Though Weinstein told his lawyers he wanted to testify in his own defense this time around – which would have been highly unusual – they ultimately decided it was too risky. He did, however, take the unusual step of granting a jailhouse interview, to Candace Owens, telling the conservative commentator that sexual encounters with the women was consensual and purely “transactional.”
Three women took the stand to accuse Weinstein in the Manhattan retrial. Sokola, the only new witnesses who did not testify in the 2020 New York trial, told the jury on May 8 that Weinstein forcibly performed oral sex on her in a Manhattan hotel in 2006.
Mann testified May 20 that she started a consensual sexual relationship with Weinstein, but after she tried to end it by telling him she was seeing someone else, he grabbed, dragged, forcefully undressed and raped her in 2013. Another accuser, Haley, testified April 30 that Weinstein forced oral sex on her in 2006, also in a hotel room.
Throughout all three trials, Weinstein has denied any wrongdoing, saying the sex with aspiring actresses amounted to cheating on his wife, but that he never assaulted anyone.
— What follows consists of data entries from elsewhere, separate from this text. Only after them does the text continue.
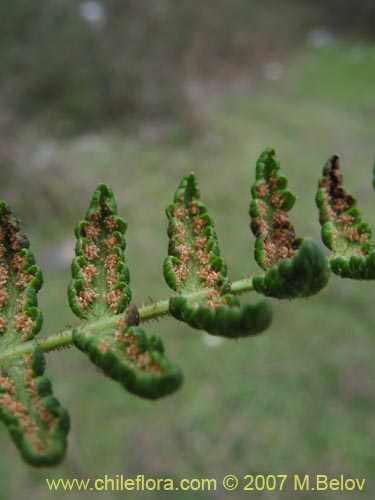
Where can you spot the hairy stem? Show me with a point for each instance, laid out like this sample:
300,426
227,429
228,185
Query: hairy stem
156,310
Weinstein was a legendary moviemaker in the ’90s, when he was known as the charismatic but hard-charging producer of Oscar-winning films like “Shakespeare in Love” and “The King’s Speech” – making him without a doubt the single most-thanked man from the Oscar dais. Harvey minted not just classic movies, but bona fide Oscar-winning movie stars, seemingly out of thin air.
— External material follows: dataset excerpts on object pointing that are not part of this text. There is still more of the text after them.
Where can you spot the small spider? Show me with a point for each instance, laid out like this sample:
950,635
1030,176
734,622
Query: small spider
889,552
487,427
But even in those early days, a sinister mythology swirled around the man who operated like a mob boss – that he was a vicious bully and a serial screamer, that he would woo filmmakers only to let their films gather dust, that young actresses were always in his orbit at film festivals, angling for roles and attention.
The truth, it turned out, was far darker than the darkest of those rumors.
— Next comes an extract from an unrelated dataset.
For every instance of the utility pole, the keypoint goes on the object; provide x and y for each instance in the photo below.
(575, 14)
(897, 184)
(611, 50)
When the New York Times and New Yorker published back-to-back accounts in October 2017 of women who said Weinstein sexually harassed, assaulted or raped them – followed by countless other women who came forward with chillingly similar allegations – the dam broke on what soon became known as #MeToo, a social movement whose cultural impact was felt far beyond the 30-mile zone.
In the immediate aftermath, Weinstein was dismissed from The Weinstein Company (the second distribution company he founded with brother Bob, after Miramax), expelled from the Academy of Motion Picture Arts and Sciences, exited the Directors Guild and was divorced by his second wife, Georgina Chapman.
Police in New York, Los Angeles and London opened investigations, in some cases revisiting witnesses who had come forth before with complaints (only to have them neglected or dropped). With a preponderance of evidence now all over the local papers, New York filed the first criminal charges in May 2018, and a jury found him guilty on two of five felony counts in 2020.
Then in 2021, prosecutors filed charges in California, where a Los Angeles jury convicted Weinstein on three of seven felony counts the following year.
Dozens of witnesses were called between the two trials, and each ground through weeks of emotionally punishing testimony from victims, including Jennifer Siebel Newsom, now the wife of Gov. Gavin Newsom. One by one they took the stand and, in almost every case, broke down emotionally as they walked jurors through the grim details of unwanted sexual encounters with the imposing, bulldozing and, by many accounts, genitally mutilated movie mogul.
Their stories followed a similar script: Harvey set a professional meeting, usually set in one of his favorite luxe hotel suites, where he greeted the woman in a bathrobe and demanded a massage. In some cases, the women said Weinstein tracked them down and barged into their living quarters with no notice before going on the attack.